Nos alegró ver, cerca de la estación, las carpas amarillas del circo que año con año, en diciembre, hacía temporada en el pueblo. ``Por supuesto que vamos a llevarte.'' La dicha que me causó la promesa de mi padre se acentuó cuando llegamos a la casa grande y comprobé que todo seguía igual: los viejos calendarios en las paredes del corredor, los helechos entre los arcos del patio, el terno de mimbre quejumbroso en una esquina; hasta mi abuela usó las palabras de siempre para elogiar el canto de sus pájaros.

En cuanto terminaron los saludos fui de prisa al corral. ``Joaquín, Joaquín.'' Mis gritos asustaron a las gallinas que, en su huida, marcaron estrellitas sobre la tierra suelta. Escondida detrás del lavadero de piedra grité otra vez. En vista de que mi burrito no iba a buscarme, como solía hacerlo, saqué de mi bolsa una galleta nevada. Durante todo el viaje resistí la tentación de comérmela pensando en lo contento que se pondría Joaquín apenas oliera la golosina.

Harta de la espera, abandoné mi escondite y corrí en busca de mi burro. Lo imaginé dormitando, cerca del establo, indiferente a las moscas y --peor aún-- a mi presencia. ``Ya verás'', amenacé y di una fuerte palmada para asustarlo. Pero no escuché su trote ni vi más rastro de Joaquín que los costales con que Ladislao, el lechero, me había improvisado tiempo atrás una montura.

IV

Regresé a la casa. Sentada junto a mi abuela, mi madre la oía describir alguno de sus achaques imaginarios. ``No encuentro a Joaquín. ¿Dónde está?'' La respuesta fue indirecta: ``Ay, tan viejo. Lo mandé al circo.'' Me sentí orgullosa de pensar que todas las gracias aprendidas de mí hubieran convertido a Joaquín en una estrella capaz de alternar con elefantes, caballos, osos y perros amaestrados.

Cuando lo dije, mi abuela echó la cabeza para atrás y soltó una carcajada. ``No, mi cielo, no; el pobre ya no podía ni con su alma, menos iba a poder presentarse en una pista de circo''. La idea de que Joaquín anduviera acarreando botes de agua, jaulas o peces de alimentos me pareció intolerable. Protesté con el derecho que me daba ser la dueña del borrico: ``Es mío, tú me lo regalaste. No está bien que lo hayas mandado a trabajar sin decírmelo. ¿Podemos ir por él? Le traje una galleta. Quiero dársela''.

Mi sospecha de que algo terrible había ocurrido aumentó cuando noté las miradas que cruzaron mi madre y mi abuela. Ella me tendió los brazos: ``Ven, acércate. Ya me dijo tu mamá que sacaste muy buenas calificaciones. Eso quiere decir que eres una niñita muy inteligente''. ``No, soy burra, como Joaquín'', le respondí. ``Nada de eso, al contrario. Además, ya tienes ocho años y entiendes las cosas.'' ``¿Qué cosas?'' Mi abuela suspiró con tristeza: ``Nadie es eterno. Ya lo sabes. Joaquín estaba muy viejo, ya no me servía para nada y lo mandé al circo, para los leones: eso es lo que comen''.

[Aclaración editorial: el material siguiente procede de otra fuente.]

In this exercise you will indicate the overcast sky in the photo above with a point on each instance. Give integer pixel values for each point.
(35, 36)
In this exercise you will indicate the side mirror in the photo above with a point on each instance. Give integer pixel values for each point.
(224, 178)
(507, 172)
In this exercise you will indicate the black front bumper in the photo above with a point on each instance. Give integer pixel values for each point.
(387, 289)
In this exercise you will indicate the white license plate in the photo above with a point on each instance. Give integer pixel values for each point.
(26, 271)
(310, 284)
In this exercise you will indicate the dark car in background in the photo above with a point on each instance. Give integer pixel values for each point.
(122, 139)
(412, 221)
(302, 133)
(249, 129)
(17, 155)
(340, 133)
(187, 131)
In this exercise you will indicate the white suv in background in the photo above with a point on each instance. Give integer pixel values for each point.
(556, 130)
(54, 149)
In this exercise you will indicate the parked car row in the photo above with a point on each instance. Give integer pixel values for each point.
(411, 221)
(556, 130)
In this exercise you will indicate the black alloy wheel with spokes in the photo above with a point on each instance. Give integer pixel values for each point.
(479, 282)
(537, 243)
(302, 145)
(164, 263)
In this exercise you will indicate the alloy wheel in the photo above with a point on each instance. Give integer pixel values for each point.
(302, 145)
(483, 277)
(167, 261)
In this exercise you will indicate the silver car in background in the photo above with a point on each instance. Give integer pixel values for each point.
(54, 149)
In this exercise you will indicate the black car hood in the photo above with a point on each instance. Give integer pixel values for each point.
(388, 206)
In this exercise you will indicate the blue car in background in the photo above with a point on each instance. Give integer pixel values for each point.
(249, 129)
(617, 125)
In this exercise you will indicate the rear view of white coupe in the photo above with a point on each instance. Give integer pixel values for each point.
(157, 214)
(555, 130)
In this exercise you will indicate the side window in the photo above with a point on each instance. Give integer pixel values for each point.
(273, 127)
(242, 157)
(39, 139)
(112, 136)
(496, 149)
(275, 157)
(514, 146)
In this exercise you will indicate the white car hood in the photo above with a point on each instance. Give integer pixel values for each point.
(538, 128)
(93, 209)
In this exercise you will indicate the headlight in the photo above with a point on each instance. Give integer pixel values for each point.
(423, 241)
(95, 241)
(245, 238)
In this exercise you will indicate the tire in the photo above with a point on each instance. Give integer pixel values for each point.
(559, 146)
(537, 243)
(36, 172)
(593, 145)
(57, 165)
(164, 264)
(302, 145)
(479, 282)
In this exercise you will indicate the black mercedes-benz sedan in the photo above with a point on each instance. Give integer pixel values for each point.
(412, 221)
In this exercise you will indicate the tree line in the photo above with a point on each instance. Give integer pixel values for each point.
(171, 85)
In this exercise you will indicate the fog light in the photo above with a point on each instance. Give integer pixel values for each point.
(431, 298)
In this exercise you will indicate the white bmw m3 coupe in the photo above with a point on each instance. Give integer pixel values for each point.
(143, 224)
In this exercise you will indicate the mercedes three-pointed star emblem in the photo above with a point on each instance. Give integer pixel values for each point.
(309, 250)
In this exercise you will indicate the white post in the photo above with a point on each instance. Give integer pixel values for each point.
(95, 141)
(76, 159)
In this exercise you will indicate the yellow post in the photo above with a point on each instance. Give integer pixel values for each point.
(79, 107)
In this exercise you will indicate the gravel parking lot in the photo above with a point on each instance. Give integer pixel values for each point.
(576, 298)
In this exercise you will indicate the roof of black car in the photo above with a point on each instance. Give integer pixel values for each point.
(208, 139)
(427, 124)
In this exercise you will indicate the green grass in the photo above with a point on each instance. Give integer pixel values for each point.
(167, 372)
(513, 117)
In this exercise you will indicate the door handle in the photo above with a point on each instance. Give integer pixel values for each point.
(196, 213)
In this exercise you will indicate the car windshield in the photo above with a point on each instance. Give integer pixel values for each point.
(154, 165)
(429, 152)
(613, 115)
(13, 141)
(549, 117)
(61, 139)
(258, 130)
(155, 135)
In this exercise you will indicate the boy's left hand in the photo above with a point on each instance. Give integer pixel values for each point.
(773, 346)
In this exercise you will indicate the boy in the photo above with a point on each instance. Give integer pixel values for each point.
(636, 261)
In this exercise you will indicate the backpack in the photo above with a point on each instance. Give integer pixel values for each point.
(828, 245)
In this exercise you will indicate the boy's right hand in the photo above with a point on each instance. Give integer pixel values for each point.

No sé qué cara habré puesto porque mi mamá intervino enseguida: ``Hubiera sido mucho más cruel dejarlo morir. Acuérdate: cuando nos fuimos a México ya estaba muy enfermo y medio ciego. ¿Comprendes lo que te estoy diciendo?'' No pude responder. Di media vuelta y salí del cuarto sintiendo el impulso del vómito. Iba a mitad del corredor cuando oí otra vez a mi madre: ``No te ensucies para que no tengas que cambiarte antes de irnos al circo''.

Entré en el corral. Mis pasos volvieron a asustar a las gallinas. En la tierra suelta quedaron otra vez las marcas estrelladas de sus patas. Me senté, saqué de mi bolsa la galleta y empecé a comerla. Al sabor dulce de la golosina se mezcló el amargo de mis lágrimas mientras repetía mi llamado inútil: ``Joaquín, Joaquín''.